Há certos casos em que é necessário, sim, haver um escritório, um espaço físico para os funcionários poderem trabalhar. Engenheiros elétricos, por exemplo, dificilmente conseguem simplesmente “trabalhar em casa”. Até o departamento financeiro, geralmente ainda preso a papelada e assinaturas, precisa de um lugar. Mas outras equipes, como desenvolvimento de software (programadores, testers, gerentes de projetos), contratação (que só precisa de entrevistas ao vivo no final dos processos) e até parte do financeiro e RH pode muito bem trabalhar em qualquer lugar que escolham (eu prefiro em casa, mas cada um é livre para escolher onde quer ir).
É bom para o funcionário
A não ser que a pessoa more numa casa com mais quinze pessoas, sendo dez delas crianças que vão ficar atormentando-a o dia todo, geralmente o próprio lar é um lugar agradável. Além disso, trabalhar remotamente não obriga as pessoas a ficarem em casa. Você pode trabalhar, atualmente, de praticamente qualquer lugar. Você gosta daquele cafezinho da esquina? Legal. Vai lá e trabalha ali mesmo.

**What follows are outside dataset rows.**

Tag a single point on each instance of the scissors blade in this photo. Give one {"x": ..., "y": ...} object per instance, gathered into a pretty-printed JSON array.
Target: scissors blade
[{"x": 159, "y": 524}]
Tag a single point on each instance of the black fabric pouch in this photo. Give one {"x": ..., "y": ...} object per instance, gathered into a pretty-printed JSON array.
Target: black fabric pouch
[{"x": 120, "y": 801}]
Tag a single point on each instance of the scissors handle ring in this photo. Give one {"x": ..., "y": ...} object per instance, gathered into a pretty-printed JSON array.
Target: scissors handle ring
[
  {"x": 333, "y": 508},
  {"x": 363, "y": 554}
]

Eu ainda não vou citar estudos. Vou falar de experiência pessoal: trabalhar não cansa menos estando-se em casa. Mas eu sempre detestei passar o dia todo com tênis no pé. Acho horrível! No trabalho eu sempre acabei usando chinelos. Mas em casa nem cinto eu preciso usar. E como isso é bom para quem tem lá uma “barriguinha” como eu, hehe! Eu posso trabalhar usando a camiseta mais confortável do universo, que é aquela já meio velhinha que eu, no máximo, usaria para dar uma passada rápida no mercadinho ali da esquina. E também posso usar a bermuda mais confortável do universo, que talvez nem combine com o resto do “outfit”. Mas, e daí? Estou em casa e o foco agora é trabalho!

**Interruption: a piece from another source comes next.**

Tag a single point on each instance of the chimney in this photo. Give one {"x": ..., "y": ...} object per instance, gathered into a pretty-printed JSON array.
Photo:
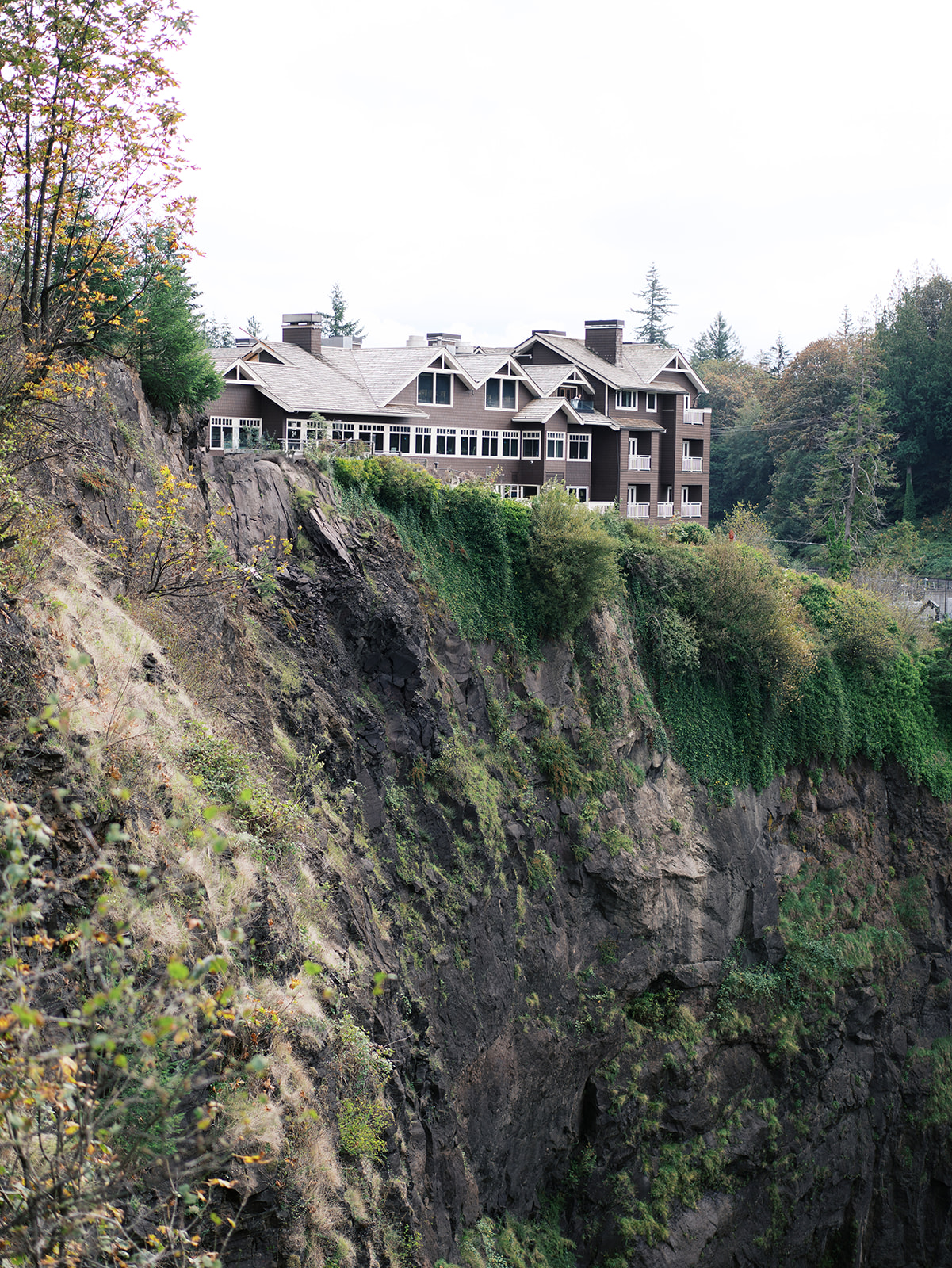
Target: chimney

(Há, sim, pessoas que recomendam “vestir-se para o trabalho” mesmo em casa. Eu não vou na onda delas, mas também não desmereço. Pode ser que lhe seja interessante…)
As pessoas ainda tem uma percepção meio esquisita sobre estar trabalhando em casa, especialmente com relação à produtividade. Da minha parte, no debate entre “produz mais” e “produz menos”, eu confio no “produz muito mais”. Sabe por quê? Explico no próximo ponto.
O funcionário (em geral) produz mais
Por favor, resista à tentação de citar “outliers”, os casos extremos. Quem “relaxa” porque o chefe não está por perto é, por natureza, um funcionário ruim. Livre-se dele já. Quem é ruim dentro do escritório é ruim em qualquer lugar!
Trabalhando em casa eu me distraio muito menos. O escritório costuma ser um lugar barulhento, em que é difícil manter-se concentrado por uma hora inteira sem ser interrompido. E há momentos em que eu preciso focar no problema em mãos por uma hora inteira sem ser interrompido.
(Quer um bom indicador de que as pessoas tem dificuldades de se concentrar no escritório? Repare na porcentagem de funcionários usando fones de ouvido.)
É claro que eu falo isso tudo como programador. Eu preciso de interação razoavelmente pequena com a minha equipe e foco e silêncio são muito, muito importantes. Existem até empresas que incentivam a não “comunicação horizontal” entre programadores. Mas há certos trabalhos que exigem mais comunicação entre a equipe e talvez isso não se aplique a eles, embora seja bom mencionar que temos, atualmente, excelentes ferramentas para que pessoas comuniquem-se de forma eficiente mesmo estando distantes fisicamente.
É bom para a cidade
Já pensou se no horário de pico do trânsito houvesse, digamos, 30% menos veículos? Ou que dentro do ônibus houvesse 30% menos pessoas? Seria excelente, não?
Agora diminua em 30% o “pico de uso de energia elétrica da hora de tomar banho depois de chegar do trabalho”. O mesmo para o consumo de água. Quem trabalha em casa pode tomar seu banho na hora que quiser. Não sei se é o caso de todos, mas eu considero a minha casa bem limpa, o escritório “não muito confiável” e “a rua” “bem nojenta”. Nos dias em que não está muito quente e eu não saí para o “mundo exterior”, eu deixo para tomar meu banho lá pelas 22:00 — ao contrário do “tomar banho assim que chegar em casa”, que coincide com o horário de metade da cidade.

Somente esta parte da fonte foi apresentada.